Which brings us to Old Dudley. His age is, in contrast, very scrutable - he insists that had he been left at home, "[t]here was his pension that could feed him and oddjobs that kept him his room in the boarding house" (702), a situation speaking both to his lifetime of work and the accrual of experience, as well as his curmudgeonly stubbornness. But in relying on his daughter to take care of him, Old Dudley embarks on a role reversal - once the parent, he is now the parented. "Once she took him shopping with her but he was too slow," "She held him by the coat sleeve and pulled him through the people" (704-05). Dudley's daughter pampers him, even babies him. Dudley may in fact be Old, but in the care of his daughter he is just a child.

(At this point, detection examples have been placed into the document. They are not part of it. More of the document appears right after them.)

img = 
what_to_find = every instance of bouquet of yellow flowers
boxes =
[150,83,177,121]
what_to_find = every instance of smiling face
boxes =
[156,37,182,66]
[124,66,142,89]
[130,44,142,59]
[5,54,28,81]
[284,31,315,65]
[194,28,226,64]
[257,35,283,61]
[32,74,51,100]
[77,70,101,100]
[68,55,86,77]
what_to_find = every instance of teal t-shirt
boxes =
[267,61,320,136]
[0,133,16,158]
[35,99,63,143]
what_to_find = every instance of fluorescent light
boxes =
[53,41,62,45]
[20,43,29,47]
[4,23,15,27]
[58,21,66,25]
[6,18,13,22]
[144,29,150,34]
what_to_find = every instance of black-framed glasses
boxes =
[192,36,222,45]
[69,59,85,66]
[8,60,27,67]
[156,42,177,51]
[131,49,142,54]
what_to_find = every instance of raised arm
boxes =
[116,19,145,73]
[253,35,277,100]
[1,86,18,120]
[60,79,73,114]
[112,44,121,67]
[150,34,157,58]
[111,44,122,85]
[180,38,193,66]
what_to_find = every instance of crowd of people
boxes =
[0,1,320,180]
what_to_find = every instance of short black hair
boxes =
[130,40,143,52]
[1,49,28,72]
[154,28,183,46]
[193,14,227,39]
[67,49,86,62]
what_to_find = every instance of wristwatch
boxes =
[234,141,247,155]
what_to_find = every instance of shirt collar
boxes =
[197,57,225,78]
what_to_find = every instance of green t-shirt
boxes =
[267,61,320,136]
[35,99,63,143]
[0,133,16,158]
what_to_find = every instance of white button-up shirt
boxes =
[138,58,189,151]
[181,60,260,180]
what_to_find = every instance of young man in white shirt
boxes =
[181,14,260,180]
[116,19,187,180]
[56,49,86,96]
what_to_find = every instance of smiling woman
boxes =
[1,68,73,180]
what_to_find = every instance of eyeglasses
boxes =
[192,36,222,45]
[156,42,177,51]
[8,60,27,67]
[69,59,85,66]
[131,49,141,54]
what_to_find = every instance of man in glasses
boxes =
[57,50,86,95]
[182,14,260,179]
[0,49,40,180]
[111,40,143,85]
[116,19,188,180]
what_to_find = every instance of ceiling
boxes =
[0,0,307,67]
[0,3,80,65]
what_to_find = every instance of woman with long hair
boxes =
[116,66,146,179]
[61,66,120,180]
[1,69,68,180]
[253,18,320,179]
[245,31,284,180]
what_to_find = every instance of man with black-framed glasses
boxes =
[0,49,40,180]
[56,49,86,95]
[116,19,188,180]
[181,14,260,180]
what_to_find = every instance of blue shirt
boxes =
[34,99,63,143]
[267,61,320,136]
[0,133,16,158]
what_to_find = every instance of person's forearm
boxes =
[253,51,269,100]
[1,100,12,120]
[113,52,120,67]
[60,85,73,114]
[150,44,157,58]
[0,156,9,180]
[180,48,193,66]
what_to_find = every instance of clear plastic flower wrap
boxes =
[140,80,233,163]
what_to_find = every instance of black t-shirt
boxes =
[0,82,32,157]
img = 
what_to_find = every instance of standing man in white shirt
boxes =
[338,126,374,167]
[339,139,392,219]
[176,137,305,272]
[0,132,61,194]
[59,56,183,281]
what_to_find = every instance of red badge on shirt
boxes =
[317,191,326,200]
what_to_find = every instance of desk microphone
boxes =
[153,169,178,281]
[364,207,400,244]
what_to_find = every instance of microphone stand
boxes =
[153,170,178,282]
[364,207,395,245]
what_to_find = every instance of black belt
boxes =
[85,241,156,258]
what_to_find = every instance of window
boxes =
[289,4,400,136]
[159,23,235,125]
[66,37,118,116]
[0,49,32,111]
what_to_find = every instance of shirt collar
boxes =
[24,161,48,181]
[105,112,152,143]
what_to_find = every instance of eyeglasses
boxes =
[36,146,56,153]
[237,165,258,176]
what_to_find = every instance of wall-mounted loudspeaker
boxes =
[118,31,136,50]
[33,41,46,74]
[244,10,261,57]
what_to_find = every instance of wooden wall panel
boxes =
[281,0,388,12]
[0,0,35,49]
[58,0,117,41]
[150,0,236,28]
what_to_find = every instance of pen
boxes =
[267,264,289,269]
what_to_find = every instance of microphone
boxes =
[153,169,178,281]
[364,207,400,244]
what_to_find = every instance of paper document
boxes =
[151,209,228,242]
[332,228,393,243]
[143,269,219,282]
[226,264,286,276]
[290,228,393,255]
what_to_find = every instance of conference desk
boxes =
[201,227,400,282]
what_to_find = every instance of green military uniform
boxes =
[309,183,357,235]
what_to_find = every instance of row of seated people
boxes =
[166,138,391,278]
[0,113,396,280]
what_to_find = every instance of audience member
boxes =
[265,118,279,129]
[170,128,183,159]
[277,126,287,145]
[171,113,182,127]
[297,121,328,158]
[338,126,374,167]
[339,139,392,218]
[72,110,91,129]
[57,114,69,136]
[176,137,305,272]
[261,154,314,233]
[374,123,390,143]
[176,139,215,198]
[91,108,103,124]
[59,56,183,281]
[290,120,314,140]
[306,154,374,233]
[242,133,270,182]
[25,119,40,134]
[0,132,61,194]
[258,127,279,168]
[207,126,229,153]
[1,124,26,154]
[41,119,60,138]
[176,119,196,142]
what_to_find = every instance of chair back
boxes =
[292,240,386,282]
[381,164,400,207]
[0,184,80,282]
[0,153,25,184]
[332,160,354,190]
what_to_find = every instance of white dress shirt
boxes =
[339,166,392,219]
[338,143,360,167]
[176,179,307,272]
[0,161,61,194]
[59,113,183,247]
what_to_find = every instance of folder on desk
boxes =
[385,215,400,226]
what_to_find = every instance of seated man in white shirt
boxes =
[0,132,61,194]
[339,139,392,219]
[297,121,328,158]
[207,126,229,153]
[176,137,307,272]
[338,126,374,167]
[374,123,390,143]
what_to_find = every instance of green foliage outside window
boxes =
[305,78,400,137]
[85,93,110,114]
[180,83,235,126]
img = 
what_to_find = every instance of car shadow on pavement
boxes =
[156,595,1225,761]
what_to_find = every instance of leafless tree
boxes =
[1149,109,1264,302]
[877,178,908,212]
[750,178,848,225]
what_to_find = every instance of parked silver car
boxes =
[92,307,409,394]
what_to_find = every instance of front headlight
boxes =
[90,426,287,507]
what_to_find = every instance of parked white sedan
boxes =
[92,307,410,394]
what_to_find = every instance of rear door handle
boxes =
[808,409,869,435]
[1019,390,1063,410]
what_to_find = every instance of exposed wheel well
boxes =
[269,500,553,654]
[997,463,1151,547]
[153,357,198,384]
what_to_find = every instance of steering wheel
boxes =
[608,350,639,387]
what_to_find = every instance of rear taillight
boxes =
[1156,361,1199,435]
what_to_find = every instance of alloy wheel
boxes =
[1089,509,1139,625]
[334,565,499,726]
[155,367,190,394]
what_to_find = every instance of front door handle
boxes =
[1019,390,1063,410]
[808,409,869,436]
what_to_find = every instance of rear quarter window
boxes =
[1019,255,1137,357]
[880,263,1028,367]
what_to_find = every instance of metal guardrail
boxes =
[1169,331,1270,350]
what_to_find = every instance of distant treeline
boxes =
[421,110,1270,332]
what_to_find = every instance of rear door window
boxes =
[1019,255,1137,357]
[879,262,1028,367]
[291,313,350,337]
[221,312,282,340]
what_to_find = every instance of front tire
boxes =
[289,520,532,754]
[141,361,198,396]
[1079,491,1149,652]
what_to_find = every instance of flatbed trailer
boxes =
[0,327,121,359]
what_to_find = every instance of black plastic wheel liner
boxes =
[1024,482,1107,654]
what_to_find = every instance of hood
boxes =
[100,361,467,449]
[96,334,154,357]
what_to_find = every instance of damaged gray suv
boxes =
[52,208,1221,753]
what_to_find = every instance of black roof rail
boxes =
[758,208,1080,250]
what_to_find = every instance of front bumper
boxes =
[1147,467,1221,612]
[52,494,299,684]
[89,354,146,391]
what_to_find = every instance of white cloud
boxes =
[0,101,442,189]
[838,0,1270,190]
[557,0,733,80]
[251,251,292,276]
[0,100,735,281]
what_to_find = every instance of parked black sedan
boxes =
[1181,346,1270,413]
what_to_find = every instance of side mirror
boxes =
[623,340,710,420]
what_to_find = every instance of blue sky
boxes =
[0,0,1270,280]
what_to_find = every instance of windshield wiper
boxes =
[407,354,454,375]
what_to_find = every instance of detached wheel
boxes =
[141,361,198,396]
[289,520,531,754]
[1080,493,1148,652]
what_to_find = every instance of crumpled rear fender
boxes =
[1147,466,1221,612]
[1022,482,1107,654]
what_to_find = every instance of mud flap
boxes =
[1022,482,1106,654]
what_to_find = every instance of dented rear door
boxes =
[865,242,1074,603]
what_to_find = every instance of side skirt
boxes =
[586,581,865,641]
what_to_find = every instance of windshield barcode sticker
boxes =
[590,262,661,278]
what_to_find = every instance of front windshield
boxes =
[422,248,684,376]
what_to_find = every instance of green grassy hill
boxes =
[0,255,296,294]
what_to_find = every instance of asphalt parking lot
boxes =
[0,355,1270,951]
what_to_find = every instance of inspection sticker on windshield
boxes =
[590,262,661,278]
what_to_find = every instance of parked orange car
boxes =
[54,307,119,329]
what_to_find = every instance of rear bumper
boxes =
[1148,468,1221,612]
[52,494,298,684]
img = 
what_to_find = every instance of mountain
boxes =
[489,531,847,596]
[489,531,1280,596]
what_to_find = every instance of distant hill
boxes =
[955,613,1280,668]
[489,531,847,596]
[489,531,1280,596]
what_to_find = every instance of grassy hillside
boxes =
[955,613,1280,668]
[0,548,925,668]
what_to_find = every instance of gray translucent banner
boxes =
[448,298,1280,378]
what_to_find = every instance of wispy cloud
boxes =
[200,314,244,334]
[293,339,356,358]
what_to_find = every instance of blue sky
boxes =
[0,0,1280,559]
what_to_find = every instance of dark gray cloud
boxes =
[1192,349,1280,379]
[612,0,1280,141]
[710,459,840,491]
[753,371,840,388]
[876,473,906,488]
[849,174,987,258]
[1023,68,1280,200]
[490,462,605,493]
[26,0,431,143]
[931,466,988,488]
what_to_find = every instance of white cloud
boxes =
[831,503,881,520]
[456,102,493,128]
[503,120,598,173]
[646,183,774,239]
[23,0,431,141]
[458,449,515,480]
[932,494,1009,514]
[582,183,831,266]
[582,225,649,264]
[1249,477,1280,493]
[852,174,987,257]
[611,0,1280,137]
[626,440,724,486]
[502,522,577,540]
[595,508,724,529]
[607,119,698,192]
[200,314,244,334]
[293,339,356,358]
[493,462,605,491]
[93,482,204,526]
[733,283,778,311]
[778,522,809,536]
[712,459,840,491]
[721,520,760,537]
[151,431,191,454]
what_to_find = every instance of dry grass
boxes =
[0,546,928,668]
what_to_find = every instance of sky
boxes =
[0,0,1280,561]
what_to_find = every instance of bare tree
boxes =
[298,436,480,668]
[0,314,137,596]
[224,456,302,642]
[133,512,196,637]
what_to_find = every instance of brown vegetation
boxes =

These ageless characters all abhor the city - except for Asbury, who pines for it, perhaps because he was poisoned by the unadulterated countryside itself. There too is a difference in his agelessness - Asbury's premature graying is a physical toll on his body, whereas Nelson and Mr. Head have grown the wiser for their conflation, Old Dudley has stopped progressing and instead regresses, and Asbury's assumed naiveté in Mrs. Fox gives her the innocence of youth. The agelessness of these characters is a play on wisdom, achieved or lost; Asbury's agelessness is the petulance of a child that has never been purged. He "crie[s] in an agonized voice, 'can't we go on?' (552), and with all the self-important angst of an adolescent repeats, over and again, "'What's wrong with me . . . is way beyond Block.'" (550)
O'Connor plays urban/rural allegiances off of ageless characters to put the wise at home in the country.